Une série de dysfonctionnements va mettre fin à la vie sans histoire que mènent ces quatre protagonistes. Ce sont d’abord les différents outils de communication avec l’extérieur qui tombent en panne, empêchant ainsi Ariane de travailler. Puis toute une série de bizarreries s’introduisent dans le comportement des deux humanos, alors que, comme pris de brusques crises, les haut-parleurs dont l’habitation est remplie délivrent des informations sonores inattendues — musique, bruits d’origine inconnue. Ariane et Mervyn en viennent à croire que les deux créatures artificielles ont décidé de se débarrasser d’eux pour vivre une idylle torride. Ils sont cependant loin d’imaginer ce qui les attend quelques minutes avant que le rideau ne tombe.

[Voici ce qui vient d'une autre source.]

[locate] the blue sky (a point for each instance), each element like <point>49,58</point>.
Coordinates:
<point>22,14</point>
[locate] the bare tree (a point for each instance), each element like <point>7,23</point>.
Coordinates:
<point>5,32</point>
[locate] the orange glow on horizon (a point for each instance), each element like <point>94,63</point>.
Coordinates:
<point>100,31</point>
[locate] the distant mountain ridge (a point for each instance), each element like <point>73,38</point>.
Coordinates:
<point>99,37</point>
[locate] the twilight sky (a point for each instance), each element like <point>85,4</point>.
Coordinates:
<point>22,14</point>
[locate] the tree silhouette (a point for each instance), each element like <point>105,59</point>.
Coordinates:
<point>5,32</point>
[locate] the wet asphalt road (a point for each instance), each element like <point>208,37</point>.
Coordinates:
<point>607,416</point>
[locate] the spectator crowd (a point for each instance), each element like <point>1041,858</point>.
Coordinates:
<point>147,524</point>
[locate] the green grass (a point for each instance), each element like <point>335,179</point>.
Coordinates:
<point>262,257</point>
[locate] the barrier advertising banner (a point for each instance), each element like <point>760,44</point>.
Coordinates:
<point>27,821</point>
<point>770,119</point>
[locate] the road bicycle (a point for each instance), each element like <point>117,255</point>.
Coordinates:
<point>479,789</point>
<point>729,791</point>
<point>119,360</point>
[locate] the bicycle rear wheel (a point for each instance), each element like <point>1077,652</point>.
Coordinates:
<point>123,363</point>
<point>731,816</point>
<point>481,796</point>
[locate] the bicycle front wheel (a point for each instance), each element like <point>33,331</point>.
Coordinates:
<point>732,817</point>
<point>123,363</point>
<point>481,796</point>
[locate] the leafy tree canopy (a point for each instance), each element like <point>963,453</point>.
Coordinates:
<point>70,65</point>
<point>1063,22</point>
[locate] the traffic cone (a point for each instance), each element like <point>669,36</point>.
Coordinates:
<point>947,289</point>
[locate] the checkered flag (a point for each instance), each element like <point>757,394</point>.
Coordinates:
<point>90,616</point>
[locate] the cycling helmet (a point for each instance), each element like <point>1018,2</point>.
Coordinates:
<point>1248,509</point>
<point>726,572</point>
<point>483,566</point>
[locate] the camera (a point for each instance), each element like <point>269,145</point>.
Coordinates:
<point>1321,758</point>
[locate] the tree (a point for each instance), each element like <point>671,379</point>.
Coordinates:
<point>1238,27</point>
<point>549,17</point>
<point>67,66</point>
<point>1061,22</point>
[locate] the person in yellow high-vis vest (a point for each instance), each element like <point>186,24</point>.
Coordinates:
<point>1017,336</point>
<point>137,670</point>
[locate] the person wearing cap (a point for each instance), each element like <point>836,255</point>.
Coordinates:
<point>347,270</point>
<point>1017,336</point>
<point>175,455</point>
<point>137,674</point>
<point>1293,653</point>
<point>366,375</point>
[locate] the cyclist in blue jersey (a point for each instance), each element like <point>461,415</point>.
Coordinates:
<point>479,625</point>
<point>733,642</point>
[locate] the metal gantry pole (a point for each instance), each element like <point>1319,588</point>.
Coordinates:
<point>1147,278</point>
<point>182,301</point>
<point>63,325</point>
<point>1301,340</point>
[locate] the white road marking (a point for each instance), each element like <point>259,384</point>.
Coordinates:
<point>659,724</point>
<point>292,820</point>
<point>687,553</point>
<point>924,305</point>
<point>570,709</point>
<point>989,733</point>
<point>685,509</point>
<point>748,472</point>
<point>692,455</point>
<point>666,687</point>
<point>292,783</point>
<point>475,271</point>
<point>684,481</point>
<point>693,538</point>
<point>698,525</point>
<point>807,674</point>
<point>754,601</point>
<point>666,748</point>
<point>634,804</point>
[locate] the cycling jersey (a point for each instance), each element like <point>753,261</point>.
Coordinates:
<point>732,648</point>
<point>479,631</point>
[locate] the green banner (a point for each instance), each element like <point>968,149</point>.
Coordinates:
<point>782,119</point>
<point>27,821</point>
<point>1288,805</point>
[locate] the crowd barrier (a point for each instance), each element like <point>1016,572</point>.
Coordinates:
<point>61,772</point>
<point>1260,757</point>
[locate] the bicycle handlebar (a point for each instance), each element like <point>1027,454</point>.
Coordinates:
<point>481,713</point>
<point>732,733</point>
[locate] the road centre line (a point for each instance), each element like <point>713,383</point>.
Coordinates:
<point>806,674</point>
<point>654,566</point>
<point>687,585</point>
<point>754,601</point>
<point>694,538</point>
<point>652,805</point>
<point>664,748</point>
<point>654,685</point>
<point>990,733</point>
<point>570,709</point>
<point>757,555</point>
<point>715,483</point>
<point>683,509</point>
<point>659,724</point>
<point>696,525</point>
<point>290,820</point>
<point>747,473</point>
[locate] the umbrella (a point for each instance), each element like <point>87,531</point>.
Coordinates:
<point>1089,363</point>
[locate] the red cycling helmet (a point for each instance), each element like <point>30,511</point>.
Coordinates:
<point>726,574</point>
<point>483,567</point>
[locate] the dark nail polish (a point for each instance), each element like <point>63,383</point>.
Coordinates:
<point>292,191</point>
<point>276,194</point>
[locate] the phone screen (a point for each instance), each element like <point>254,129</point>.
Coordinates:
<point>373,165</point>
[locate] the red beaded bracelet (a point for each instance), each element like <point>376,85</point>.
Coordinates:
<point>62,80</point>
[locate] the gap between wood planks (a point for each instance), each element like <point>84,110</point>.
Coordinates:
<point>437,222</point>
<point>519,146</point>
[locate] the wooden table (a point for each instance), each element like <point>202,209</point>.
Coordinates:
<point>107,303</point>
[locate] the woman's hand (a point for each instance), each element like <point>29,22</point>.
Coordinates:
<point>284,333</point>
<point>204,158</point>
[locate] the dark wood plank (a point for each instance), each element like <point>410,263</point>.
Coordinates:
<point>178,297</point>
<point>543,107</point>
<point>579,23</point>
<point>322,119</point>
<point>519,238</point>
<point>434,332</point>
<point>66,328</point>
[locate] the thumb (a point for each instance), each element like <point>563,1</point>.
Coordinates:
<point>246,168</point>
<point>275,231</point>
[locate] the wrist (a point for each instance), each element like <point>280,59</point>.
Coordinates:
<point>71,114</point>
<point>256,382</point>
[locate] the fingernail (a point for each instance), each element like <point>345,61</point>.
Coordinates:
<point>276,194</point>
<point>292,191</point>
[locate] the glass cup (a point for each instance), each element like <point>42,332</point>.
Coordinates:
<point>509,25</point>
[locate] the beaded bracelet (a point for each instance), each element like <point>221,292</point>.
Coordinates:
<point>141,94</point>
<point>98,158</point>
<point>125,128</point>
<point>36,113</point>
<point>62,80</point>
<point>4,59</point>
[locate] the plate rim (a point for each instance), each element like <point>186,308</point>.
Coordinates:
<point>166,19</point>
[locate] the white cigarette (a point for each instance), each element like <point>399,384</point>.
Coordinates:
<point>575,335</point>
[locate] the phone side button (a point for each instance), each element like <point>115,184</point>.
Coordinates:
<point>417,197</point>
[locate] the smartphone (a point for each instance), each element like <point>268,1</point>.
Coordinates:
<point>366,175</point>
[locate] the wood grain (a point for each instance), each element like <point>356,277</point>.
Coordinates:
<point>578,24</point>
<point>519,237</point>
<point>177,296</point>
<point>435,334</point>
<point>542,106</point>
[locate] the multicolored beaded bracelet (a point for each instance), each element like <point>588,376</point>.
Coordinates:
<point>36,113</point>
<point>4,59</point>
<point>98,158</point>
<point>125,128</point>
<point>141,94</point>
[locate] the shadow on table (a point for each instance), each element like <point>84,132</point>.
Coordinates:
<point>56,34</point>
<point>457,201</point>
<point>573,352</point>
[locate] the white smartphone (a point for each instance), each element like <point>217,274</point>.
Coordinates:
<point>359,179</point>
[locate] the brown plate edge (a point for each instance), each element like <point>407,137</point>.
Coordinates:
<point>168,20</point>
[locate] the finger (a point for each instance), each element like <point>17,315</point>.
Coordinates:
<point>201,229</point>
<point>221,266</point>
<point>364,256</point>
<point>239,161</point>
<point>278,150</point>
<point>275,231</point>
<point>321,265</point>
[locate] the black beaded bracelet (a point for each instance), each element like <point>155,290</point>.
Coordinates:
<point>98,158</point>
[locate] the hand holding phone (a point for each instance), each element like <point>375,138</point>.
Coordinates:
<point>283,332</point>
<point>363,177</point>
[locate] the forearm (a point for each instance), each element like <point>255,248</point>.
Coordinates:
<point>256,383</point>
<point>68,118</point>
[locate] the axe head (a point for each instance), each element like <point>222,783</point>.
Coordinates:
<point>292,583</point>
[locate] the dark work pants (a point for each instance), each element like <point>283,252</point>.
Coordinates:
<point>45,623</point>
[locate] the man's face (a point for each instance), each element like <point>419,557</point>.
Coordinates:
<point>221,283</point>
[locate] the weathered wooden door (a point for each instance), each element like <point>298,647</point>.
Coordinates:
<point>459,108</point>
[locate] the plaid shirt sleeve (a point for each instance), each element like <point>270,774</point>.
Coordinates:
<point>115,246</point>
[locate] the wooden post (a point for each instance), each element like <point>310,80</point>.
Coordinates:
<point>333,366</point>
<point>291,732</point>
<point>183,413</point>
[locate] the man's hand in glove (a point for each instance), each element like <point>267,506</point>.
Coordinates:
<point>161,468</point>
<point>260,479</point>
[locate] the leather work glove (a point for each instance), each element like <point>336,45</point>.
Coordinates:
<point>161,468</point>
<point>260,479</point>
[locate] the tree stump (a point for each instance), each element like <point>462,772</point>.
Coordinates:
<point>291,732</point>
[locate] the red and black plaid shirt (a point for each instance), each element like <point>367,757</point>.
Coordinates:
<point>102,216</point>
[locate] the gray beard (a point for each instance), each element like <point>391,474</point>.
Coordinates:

Pour donner plus d’intensité dramatique aux événements, cette courte pièce repose essentiellement sur les renversements du grotesque. On ne s’étonnera donc pas d’être régulièrement perturbé par des déguisements ou des gestes, des mimiques clownesques. Elles trouveront in fine une interprétation rationnelle et, on l’espère, inquiétante.
Biographie-express
Universitaire et anthologiste (Musiques d’Outre-Mondes), Éric Lysøe est l’auteur de nombreux essais, consacrés pour l’essentiel à la littérature fantastique. Depuis 2013, il a publié plusieurs romans, une trentaine de contes fantastiques et autant de nouvelles de science-fiction. On pourra lire entre autres : Les Tambours du vent (recueil), Un cerf en automne (roman), Dernières Nouvelles des arrière-mondes (recueil), Jardins d’acclimatation (recueil), Les Choryphèles de l’Empereur (roman jeunesse).